À quelques heures de l’élection présidentielle tunisienne du 6 octobre, les regards se tournent vers la possibilité d’un second mandat pour le président sortant, Kais Saied.
Situation politique tendue
Alors que la campagne électorale bat son plein, la question de la réélection de Kais Saied suscite des interrogations au sein des analystes politiques. Avec plusieurs de ses principaux opposants en prison ou exclus du scrutin, certains estiment qu’il ne fait face à que peu d’obstacles pour obtenir un nouveau mandat.
- **Kais Saied** pourrait-il se trouver confronté à un coup d’État potentiel en raison du radicalisme de son programme ?
- Des obstacles pourraient-ils surgir de la libération d’un opposant emprisonné, à l’image du scénario sénégalais en 2019 ?
Un climat électoral sous tension
Les deux dernières élections en Tunisie ont été saluées pour leur respect des normes démocratiques. Cependant, des arrestations et des décisions de l’autorité électorale nommée par Kais Saied soulèvent des inquiétudes quant à l’équité et à la transparence du processus électoral actuel.

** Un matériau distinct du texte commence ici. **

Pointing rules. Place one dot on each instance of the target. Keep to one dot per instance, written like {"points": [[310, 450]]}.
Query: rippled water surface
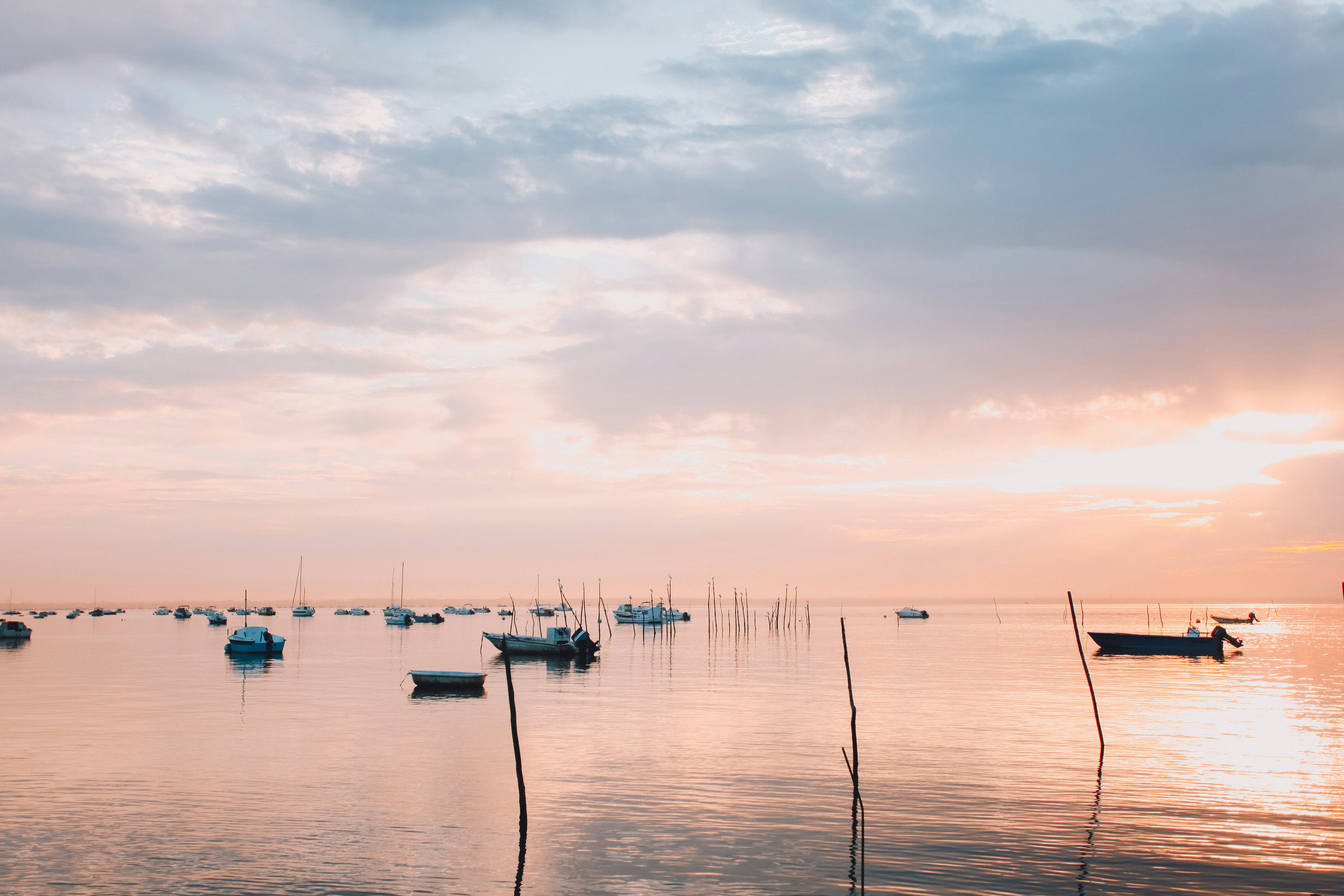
{"points": [[142, 760]]}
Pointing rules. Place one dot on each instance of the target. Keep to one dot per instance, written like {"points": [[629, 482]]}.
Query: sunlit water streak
{"points": [[139, 758]]}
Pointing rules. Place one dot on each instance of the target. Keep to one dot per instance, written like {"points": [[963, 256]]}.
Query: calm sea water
{"points": [[142, 760]]}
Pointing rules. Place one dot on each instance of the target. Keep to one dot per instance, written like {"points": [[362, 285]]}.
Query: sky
{"points": [[888, 301]]}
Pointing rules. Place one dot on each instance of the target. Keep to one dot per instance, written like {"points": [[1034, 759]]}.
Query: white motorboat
{"points": [[14, 630], [648, 614], [558, 641], [255, 640], [425, 679]]}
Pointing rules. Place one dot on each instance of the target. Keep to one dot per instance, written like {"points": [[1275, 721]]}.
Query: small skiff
{"points": [[427, 679], [558, 641], [255, 640], [1234, 621], [14, 630], [1159, 644]]}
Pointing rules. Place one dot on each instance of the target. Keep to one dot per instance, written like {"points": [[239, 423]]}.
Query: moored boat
{"points": [[15, 630], [1233, 621], [558, 641], [255, 640], [1187, 645], [648, 614], [428, 679]]}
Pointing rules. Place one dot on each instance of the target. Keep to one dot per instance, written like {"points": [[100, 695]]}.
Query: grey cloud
{"points": [[421, 14], [1014, 187], [91, 383]]}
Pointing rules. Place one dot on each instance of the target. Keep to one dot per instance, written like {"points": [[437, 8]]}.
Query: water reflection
{"points": [[1183, 659], [421, 692], [554, 665], [1089, 840]]}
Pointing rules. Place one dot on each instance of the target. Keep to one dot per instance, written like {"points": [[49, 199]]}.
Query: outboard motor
{"points": [[584, 643]]}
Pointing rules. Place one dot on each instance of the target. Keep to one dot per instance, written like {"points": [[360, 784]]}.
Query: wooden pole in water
{"points": [[518, 751], [1090, 690], [854, 710], [854, 745]]}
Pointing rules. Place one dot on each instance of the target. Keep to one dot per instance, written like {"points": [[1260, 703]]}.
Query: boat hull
{"points": [[1156, 644], [256, 648], [525, 644], [428, 679]]}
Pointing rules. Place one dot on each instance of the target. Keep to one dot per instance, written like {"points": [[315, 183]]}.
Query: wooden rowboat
{"points": [[1158, 644], [427, 679], [1233, 621]]}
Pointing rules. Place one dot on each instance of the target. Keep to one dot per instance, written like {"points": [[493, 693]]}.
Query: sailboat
{"points": [[303, 609], [396, 614]]}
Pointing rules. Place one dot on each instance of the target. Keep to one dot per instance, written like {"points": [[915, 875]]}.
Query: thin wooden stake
{"points": [[1090, 690], [518, 751]]}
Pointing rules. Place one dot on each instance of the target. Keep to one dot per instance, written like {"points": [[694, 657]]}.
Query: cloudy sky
{"points": [[933, 301]]}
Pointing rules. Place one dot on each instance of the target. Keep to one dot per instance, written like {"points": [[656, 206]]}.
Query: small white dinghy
{"points": [[427, 679], [255, 640]]}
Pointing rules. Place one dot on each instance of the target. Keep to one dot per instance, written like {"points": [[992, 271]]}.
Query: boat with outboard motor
{"points": [[428, 679], [648, 614], [15, 630], [1193, 644], [558, 641], [255, 640], [1233, 621]]}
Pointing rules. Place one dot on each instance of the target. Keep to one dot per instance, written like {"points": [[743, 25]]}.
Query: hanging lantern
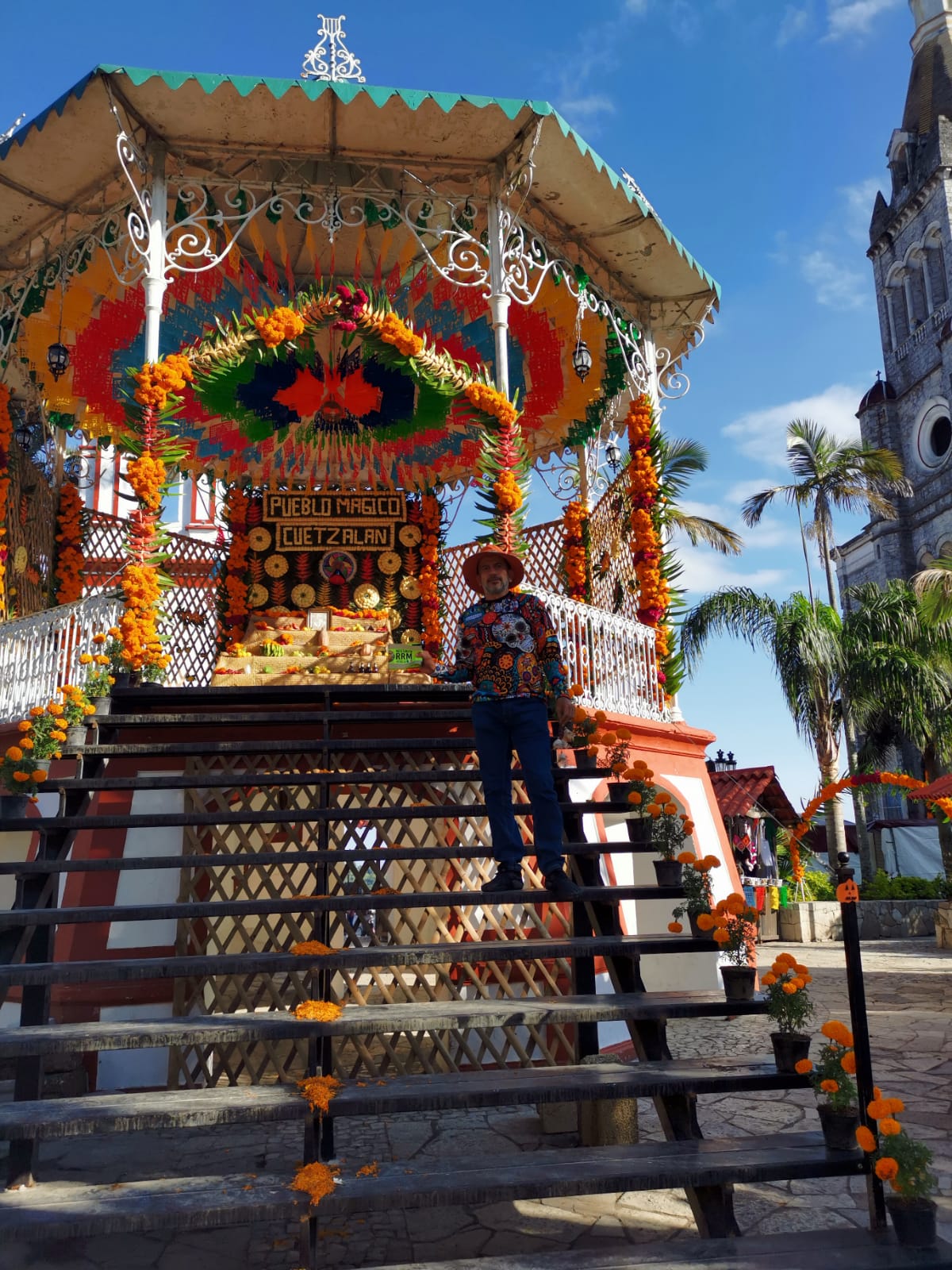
{"points": [[582, 360], [57, 359]]}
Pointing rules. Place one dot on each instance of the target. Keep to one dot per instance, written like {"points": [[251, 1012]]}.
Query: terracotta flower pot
{"points": [[913, 1221], [668, 873], [738, 982], [584, 761], [789, 1049], [839, 1127]]}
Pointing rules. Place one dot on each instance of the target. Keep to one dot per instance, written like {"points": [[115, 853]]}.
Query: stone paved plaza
{"points": [[909, 995]]}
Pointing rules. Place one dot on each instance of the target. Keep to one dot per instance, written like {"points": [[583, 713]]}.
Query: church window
{"points": [[941, 437], [935, 436]]}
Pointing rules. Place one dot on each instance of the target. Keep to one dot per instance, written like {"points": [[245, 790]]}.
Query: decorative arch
{"points": [[848, 783]]}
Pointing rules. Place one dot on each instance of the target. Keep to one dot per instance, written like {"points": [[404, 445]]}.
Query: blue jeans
{"points": [[520, 725]]}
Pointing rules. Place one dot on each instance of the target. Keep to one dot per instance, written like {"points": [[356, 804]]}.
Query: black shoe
{"points": [[508, 878], [562, 886]]}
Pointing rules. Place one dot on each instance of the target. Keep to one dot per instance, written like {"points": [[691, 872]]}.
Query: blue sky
{"points": [[755, 127]]}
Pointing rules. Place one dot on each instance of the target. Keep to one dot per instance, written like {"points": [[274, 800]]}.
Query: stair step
{"points": [[846, 1249], [73, 1210], [338, 856], [463, 952], [296, 816], [366, 1020], [190, 1109], [21, 918], [228, 718]]}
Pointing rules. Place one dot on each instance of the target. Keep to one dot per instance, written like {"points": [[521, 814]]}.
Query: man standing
{"points": [[508, 649]]}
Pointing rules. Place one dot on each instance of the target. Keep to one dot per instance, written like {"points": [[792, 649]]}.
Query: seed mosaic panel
{"points": [[385, 925]]}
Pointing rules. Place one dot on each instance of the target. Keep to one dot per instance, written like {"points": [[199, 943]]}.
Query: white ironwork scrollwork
{"points": [[330, 59], [673, 381]]}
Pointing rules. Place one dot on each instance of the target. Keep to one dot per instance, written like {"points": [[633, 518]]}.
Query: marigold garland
{"points": [[6, 442], [428, 578], [69, 556], [654, 592], [575, 556], [234, 583], [835, 789]]}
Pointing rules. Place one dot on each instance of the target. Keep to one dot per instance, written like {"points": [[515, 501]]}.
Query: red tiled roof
{"points": [[739, 791]]}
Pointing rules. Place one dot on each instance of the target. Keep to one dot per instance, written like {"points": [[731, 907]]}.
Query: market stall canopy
{"points": [[368, 181]]}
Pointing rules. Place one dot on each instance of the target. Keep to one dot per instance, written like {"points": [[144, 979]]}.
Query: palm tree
{"points": [[677, 463], [933, 586], [804, 641], [831, 475]]}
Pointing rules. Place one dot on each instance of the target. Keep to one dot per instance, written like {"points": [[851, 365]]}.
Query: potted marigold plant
{"points": [[735, 930], [698, 901], [789, 1006], [19, 778], [99, 679], [904, 1164], [831, 1079]]}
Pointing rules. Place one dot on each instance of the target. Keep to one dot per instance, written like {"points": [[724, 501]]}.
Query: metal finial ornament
{"points": [[18, 121], [329, 59]]}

Face à cette situation, les partis de l’opposition ont appelé à un boycott du scrutin, alimentant davantage les tensions préélectorales.
- **Opposition et soutiens divisés** : Tandis que les partisans du président voient cette élection comme cruciale pour permettre la mise en œuvre de son programme de libération nationale, ses détracteurs perçoivent une menace à la démocratie dans la consolidation de son pouvoir.
- **Troisième élection depuis le printemps arabe** : Cette élection marque une étape importante pour la Tunisie post-printemps arabe, soulignant l’évolution complexe du pays depuis la chute de Zine El Abidine Ben Ali en 2011.
La Tunisie se prépare ainsi à un moment charnière de son histoire politique, où l’enjeu de cette élection présidentielle va bien au-delà du simple choix d’un leader, mais interpelle également sur la consolidation démocratique et la stabilité du pays.